Furthermore, and crucially, these issues are inextricable: we cannot
somehow keep track of the mutable variable but only hold its value
weakly.
But suppose instead that we capture the value at the later point.
Then the intermediate closure will capture the :code:`view` variable
by reference, which means that in effect it will hold :code:`view`
strongly. This may actually completely subvert the user's desired
behavior.
It's not clear to me right now whether this problem applies equally to
explicit :code:`capture` declarations. Somehow decorated expressions
seem more ambiguous in intent, probably because the syntax is more
thoughtlessly convenient. On the other hand, making the decoration
syntax not just a shorthand for the explicit declarations makes the
model more complex, and it may be over-complex already.
So in summary, it would be best to enforce a strong prohibition against
these dangerous multi-level captures. We can tell users to introduce
secondary variables when they need to do subtle things across several
closure levels.
Library Directions
==================
The library should definitely provide the following types:
- :code:`UnownedReference<T>`: a fragile value type with a single
public :code:`unowned` field of type :code:`T`. There should be an
implicit conversion *from* :code:`T` so that obvious initializations
and assignments succeed. However, there should not be an implicit
conversion *to* :code:`T`; this would be dangerous because it could
hide bugs introduced by the way that e.g. naive copies into locals
will preserve the weakness of the reference.

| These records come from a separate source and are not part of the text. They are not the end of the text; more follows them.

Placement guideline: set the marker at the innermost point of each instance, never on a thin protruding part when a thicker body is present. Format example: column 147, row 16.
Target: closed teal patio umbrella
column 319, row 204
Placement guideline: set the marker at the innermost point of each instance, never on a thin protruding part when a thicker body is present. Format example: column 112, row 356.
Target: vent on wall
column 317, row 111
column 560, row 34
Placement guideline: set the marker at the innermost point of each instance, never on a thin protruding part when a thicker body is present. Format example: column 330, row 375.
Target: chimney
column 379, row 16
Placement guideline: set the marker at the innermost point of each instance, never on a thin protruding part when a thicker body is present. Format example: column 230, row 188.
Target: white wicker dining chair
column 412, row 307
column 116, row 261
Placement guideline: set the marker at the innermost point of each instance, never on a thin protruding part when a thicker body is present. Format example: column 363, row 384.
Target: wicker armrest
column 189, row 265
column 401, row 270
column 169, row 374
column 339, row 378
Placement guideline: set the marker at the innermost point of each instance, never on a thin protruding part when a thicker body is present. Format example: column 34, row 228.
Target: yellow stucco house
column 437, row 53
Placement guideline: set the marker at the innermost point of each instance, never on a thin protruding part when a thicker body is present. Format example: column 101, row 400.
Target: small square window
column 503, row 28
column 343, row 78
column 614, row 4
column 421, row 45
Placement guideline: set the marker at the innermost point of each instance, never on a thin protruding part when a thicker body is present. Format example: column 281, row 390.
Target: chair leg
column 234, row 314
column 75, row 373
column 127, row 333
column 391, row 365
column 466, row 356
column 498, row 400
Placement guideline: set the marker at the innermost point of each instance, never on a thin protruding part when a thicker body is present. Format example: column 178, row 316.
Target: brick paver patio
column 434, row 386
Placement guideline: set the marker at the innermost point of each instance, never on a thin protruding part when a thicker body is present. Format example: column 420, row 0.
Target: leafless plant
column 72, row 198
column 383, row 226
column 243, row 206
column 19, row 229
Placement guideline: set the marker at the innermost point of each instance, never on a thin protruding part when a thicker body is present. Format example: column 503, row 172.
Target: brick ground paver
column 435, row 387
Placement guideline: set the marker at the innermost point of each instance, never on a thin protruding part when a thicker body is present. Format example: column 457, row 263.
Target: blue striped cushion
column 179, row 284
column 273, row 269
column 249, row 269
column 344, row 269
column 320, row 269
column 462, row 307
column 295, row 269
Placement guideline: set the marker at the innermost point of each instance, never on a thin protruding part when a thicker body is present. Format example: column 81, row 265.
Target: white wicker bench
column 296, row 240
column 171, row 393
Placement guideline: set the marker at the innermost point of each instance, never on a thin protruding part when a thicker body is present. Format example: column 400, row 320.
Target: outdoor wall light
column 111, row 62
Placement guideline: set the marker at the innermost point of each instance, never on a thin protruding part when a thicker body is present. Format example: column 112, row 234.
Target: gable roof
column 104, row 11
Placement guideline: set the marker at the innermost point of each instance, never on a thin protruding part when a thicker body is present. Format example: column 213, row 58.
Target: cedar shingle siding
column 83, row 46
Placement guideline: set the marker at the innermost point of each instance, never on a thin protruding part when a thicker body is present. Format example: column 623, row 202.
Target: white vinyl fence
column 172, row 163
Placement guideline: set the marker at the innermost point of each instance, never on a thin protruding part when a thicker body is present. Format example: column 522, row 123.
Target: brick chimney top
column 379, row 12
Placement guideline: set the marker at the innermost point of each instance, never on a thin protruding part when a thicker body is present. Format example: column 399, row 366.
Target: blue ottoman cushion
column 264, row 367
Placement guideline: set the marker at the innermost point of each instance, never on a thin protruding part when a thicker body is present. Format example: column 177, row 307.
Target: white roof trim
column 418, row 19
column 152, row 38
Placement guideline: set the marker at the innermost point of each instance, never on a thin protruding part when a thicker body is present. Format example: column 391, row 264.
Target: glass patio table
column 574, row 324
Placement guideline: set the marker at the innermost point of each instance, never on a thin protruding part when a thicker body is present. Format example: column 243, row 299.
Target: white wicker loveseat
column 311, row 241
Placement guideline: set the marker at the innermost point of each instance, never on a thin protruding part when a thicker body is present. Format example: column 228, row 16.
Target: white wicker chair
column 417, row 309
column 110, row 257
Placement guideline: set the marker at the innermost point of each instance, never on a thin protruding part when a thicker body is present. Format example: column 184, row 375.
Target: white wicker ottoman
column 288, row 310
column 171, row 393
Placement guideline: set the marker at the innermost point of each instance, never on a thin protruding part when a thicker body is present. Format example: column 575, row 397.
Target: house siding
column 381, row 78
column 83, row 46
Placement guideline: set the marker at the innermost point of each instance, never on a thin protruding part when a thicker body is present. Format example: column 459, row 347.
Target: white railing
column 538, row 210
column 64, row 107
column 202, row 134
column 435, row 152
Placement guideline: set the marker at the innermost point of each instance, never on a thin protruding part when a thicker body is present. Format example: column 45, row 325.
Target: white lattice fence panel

In keeping with our design for :code:`unowned`, I think this type
should actually be an alias to either
:code:`SafeUnownedReference<T>` or :code:`UnsafeUnownedReference<T>`
depending on the current component's build settings. The choice
would be exported in binary modules, but for cleanliness we would
also require public APIs to visibly commit to one choice or the
other.
- :code:`WeakReference<T>`: a fragile value type with a single public
:code:`weak` field of type :code:`T`. As above, there should be an
implicit conversion *from* :code:`T` but no implicit conversion to
:code:`T` (or even :code:`Optional<T>`). There is, however, no
need for safe and unsafe variants.
The library should consider providing the following types:
- A simple, memory-sensitive weak cache.
- :code:`Finalizer`: a value type which is constructed with a referent
and a :code:`() -> ()` function and which causes the function to be
run (on a well-known dispatch queue?) when the object is finalized.